Pasting an image works the same way — tap and hold in a compatible text field or app, then tap Paste. Not every app accepts image pastes, so results vary depending on where you're pasting.
Using Keyboard Shortcuts (With an External Keyboard or iPad-Style Input)
If you have a Bluetooth keyboard connected to your iPhone, standard keyboard shortcuts apply:
| Action | Shortcut |
|---|---|
| Copy | ⌘ + C |
| Cut | ⌘ + X |
| Paste | ⌘ + V |
| Select All | ⌘ + A |
| Undo | ⌘ + Z |
These work exactly as they would on a Mac and significantly speed up text-heavy workflows.
The Shake to Undo Feature
Made a mistake after pasting? Shake your iPhone to trigger the Undo prompt. This works in most text fields and is a quick way to reverse an accidental paste or cut. You can also tap Edit > Undo in apps that support it, or use a three-finger swipe left as an undo gesture on iOS 13 and later.
Universal Clipboard: Copy on One Apple Device, Paste on Another 📋
If you use multiple Apple devices signed into the same Apple ID with Handoff enabled, the Universal Clipboard feature lets you copy something on your iPhone and paste it on your Mac (or iPad), and vice versa.
For this to work:
- Both devices need to be on the same Wi-Fi network (or Bluetooth range)
- Handoff must be enabled in Settings > General > AirPlay & Handoff
- Both devices need to be signed into the same iCloud account
The pasted content appears within a short window — typically around two minutes — before the universal clipboard clears.
Where It Gets Variable
The copy-paste experience on iPhone is consistent at its core, but a few factors affect how smoothly it works in practice:
- iOS version — Gesture-based text editing (three-finger pinch to copy, spread to paste) was introduced in iOS 13. Older operating systems use only the tap-and-hold method
- App behavior — Some apps restrict copying for content protection reasons (streaming services, banking apps, certain PDFs)

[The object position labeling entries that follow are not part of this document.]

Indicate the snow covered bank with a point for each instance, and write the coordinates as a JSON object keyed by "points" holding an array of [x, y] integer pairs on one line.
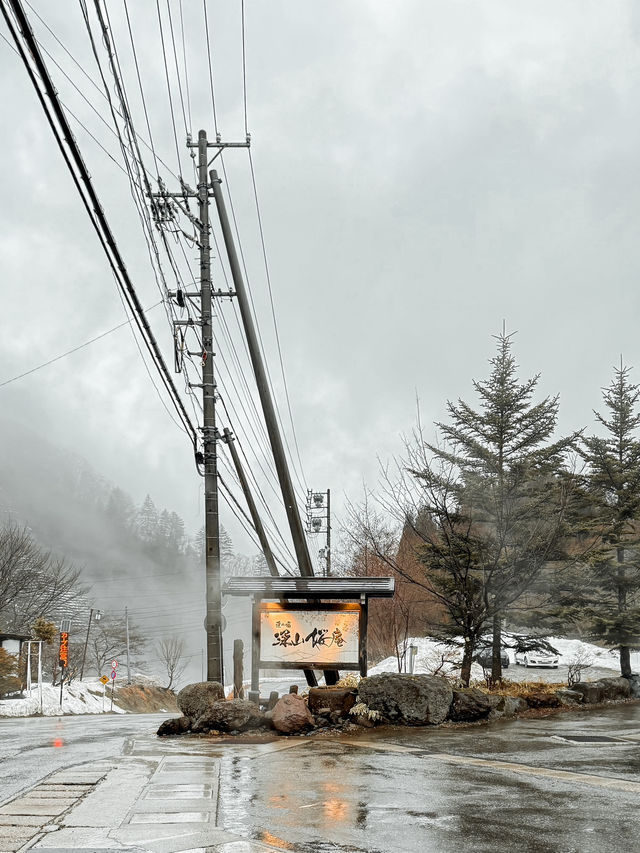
{"points": [[81, 697], [144, 695], [435, 656]]}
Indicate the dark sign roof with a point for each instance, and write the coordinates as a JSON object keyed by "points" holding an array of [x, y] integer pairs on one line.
{"points": [[14, 637], [268, 587]]}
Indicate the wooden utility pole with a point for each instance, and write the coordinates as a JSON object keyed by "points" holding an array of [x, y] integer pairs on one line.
{"points": [[264, 391], [213, 623], [253, 511], [126, 627]]}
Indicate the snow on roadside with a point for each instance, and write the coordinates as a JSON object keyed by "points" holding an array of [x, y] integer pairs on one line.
{"points": [[431, 652], [78, 698]]}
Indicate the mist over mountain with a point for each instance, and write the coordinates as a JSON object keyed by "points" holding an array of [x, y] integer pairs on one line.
{"points": [[134, 556]]}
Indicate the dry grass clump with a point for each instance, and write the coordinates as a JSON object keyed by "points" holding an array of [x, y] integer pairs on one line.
{"points": [[352, 679], [519, 689]]}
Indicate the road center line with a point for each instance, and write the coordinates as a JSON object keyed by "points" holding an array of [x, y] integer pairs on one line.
{"points": [[609, 782], [545, 772]]}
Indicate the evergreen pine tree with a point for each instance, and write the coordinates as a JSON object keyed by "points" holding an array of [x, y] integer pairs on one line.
{"points": [[508, 487], [147, 520], [164, 528], [176, 532], [613, 484]]}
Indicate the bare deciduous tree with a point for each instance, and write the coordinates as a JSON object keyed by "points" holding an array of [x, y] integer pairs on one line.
{"points": [[33, 581], [171, 652]]}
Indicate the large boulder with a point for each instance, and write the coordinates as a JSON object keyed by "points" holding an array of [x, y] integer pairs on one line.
{"points": [[194, 699], [569, 697], [174, 726], [469, 704], [615, 688], [634, 685], [325, 700], [538, 697], [235, 715], [410, 700], [509, 706], [592, 691], [291, 714]]}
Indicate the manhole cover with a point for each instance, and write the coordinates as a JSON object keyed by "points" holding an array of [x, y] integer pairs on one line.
{"points": [[588, 739]]}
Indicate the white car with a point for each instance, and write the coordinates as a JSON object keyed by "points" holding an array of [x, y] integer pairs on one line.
{"points": [[537, 659]]}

- Text field type — Password fields and some custom input areas may not support standard paste
- Content type — Copying rich text with formatting may lose that formatting when pasted into a plain-text field
- Universal Clipboard reliability — Depends on network conditions, device proximity, and whether Handoff is active on both ends
The mechanics themselves are straightforward. What varies is how well a given app supports the native iOS clipboard — and whether the content type you're working with behaves the way you expect. Your own workflow, the apps you rely on most, and the iOS version running on your device all shape what that experience actually looks like day to day.